MAHINDRA ENGINEERS Vs. COMMISSIONER OF CENTRAL EXCISE
LAWS(CE)-2015-1-131
CUSTOMS EXCISE AND GOLD(CONTROL) APPELLATE TRIBUNAL
Decided on January 19,2015

Appellant
VERSUS
Respondents

JUDGEMENT

ASHOK JINDAL - (1.)THE appellant is in appeal against the impugned order wherein Cenvat credit on inputs have been denied on the premises that appellant has taken Cenvat credit on the basis of invoices without receiving the goods in their factory.
(2.)Facts of the case are that the investigation was conducted against the supplier of the goods Shri Sachin Aggarwanshi for the goods supplied by him to these parties and as the supplier was not available and did not produce any document before the authorities, therefore, show cause notice was issued to the appellant to deny Cenvat credit on the invoices issued by Shri Sachin Aggarwanshi on the premise that as appellant has not received physically the goods but received only the invoices. Both the lower authorities confirmed the demand against the appellant along with interest and penalties were also imposed. Aggrieved from the said order appellant is before me.
Ld. Counsel for the appellant submits that no statement of the supplier of the goods have been recorded in appellant's case nor any corroborative have been produced by the Revenue to deny Cenvat credit. No investigation was conducted in the factory of the appellant itself to find out whether goods have been received by the appellant or not. No statement of any transporter etc. has been recorded. In these circumstances, Cenvat credit cannot be denied without any investigation as held by Hon'ble Punjab and Haryana High Court in the case of M/s. Talson Mills Store, Jalandhar v. C.C.E., Ludhiana, Central Excise Appeal No. 49/2013 vide order dated 27 -8 -2013 [ : 2015 (315) E.L.T. 415 (P & H)]. Therefore, impugned order is to be set aside.

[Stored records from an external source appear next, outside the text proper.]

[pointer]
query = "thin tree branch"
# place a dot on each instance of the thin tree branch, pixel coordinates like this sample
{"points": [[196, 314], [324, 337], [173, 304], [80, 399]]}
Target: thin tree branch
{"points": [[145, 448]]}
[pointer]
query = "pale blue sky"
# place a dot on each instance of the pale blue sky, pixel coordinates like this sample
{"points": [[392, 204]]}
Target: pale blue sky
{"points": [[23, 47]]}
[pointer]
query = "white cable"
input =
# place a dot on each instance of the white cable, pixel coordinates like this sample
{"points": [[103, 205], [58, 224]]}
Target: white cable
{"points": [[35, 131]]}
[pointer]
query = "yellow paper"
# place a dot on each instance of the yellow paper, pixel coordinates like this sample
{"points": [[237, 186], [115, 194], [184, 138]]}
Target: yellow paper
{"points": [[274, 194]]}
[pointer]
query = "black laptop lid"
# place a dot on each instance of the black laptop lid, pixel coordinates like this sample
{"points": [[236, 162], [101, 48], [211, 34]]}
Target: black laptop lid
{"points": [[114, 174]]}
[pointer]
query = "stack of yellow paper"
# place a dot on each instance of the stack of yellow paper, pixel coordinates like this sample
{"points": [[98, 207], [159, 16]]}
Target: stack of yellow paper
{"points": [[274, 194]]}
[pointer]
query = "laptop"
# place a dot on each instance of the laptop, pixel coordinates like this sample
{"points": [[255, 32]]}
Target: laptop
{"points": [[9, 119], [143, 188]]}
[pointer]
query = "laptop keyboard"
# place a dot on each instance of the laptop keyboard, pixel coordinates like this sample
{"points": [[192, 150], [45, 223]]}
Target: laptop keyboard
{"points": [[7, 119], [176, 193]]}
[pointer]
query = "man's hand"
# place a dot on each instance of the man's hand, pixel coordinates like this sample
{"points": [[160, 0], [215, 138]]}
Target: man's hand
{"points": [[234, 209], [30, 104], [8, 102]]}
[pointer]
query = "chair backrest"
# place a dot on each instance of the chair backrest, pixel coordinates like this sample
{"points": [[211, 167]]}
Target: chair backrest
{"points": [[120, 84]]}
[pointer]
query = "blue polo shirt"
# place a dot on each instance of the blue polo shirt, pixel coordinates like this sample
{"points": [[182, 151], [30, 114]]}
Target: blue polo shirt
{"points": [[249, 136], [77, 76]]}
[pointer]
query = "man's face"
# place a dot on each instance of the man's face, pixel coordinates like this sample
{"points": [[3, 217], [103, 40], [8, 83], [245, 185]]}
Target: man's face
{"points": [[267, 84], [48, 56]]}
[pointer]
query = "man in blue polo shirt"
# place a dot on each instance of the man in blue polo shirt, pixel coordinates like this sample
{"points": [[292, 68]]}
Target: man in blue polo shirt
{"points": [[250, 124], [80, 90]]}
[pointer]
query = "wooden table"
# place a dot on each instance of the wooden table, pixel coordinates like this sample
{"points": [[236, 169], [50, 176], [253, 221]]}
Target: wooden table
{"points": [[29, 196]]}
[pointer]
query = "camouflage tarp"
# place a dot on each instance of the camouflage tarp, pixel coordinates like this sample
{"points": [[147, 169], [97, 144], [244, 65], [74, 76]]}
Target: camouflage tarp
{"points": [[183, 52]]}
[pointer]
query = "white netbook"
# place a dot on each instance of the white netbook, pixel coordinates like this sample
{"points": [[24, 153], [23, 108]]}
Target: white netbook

(3.)ON the other hand ld. AR submits that in this case supplier was not traceable and he did not produce any record before the lower authorities. He made the statement that he issued the invoices but not supplied the goods. Therefore, the conclusion of the lower authorities has been correctly drawn that appellant has not received the goods and taken the Cenvat credit on the strength of invoices only.